The White House’s inaction has left the U.S. Securities and Exchange Commission and Commodity Futures Trading Commission with just two members apiece, one from each political party. That’s given the lone Democrats at each regulator the unusual power to block policy moves they disagree with.

The dynamic is putting a spotlight on the SEC’s Kara Stein and the CFTC’s Sharon Bowen, two commissioners who have been full-throated supporters of tightening industry rules after the 2008 financial crisis. Instead of being shunted aside as Republicans took control of the government this year, the two are being heralded as big impediments to Trump’s deregulatory agenda.

“Many are waking up now to the reality that two Democratic commissioners at two little regulators may stand in the way,” said Tyler Gellasch, a former aide to Stein who’s now executive director of the Healthy Markets Association, whose members include mutual funds and other large investors. “They don’t get to write the rule, but they can stop it.”
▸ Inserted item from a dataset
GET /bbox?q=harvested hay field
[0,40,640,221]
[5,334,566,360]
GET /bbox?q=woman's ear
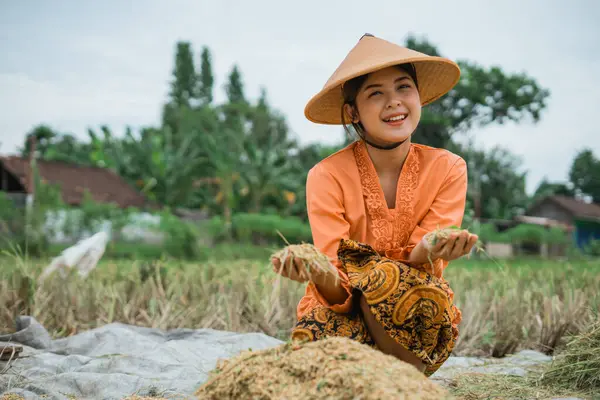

The two Democrats’ sway looms especially large because Republicans and Trump have made little progress on Capitol Hill trying to repeal the 2010 Dodd-Frank Act, the post-crisis law that loaded new rules on Wall Street. With Congress bogged down on other contentious issues and little consensus about rewriting Dodd-Frank, the Trump administration will need to rely on federal agencies such as the SEC and CFTC to provide the promised regulatory relief.

‘Easily Erased’

That point was underscored last month by Mark Calabria, the chief economist for Vice President Mike Pence, who said that the Obama-era rules could be “easily erased once we have new regulators in place."

Trump has chosen securities lawyer Jay Clayton to run the SEC and CFTC Commissioner J. Christopher Giancarlo to head that agency. Their nominations are pending in the Senate.

The Senate Banking Committee approved Clayton on Tuesday, sending his nomination for a vote in the full chamber. Even if Clayton is in place, Stein could still block Republicans’ efforts under the agency’s quorum rules by not showing up at a vote.

The administration will need to fill additional commissioner seats at both agencies if it wants to break the logjam. Still, getting nominees vetted and approved by the Senate will take months -- and Trump hasn’t announced any other picks for the five-member commissions.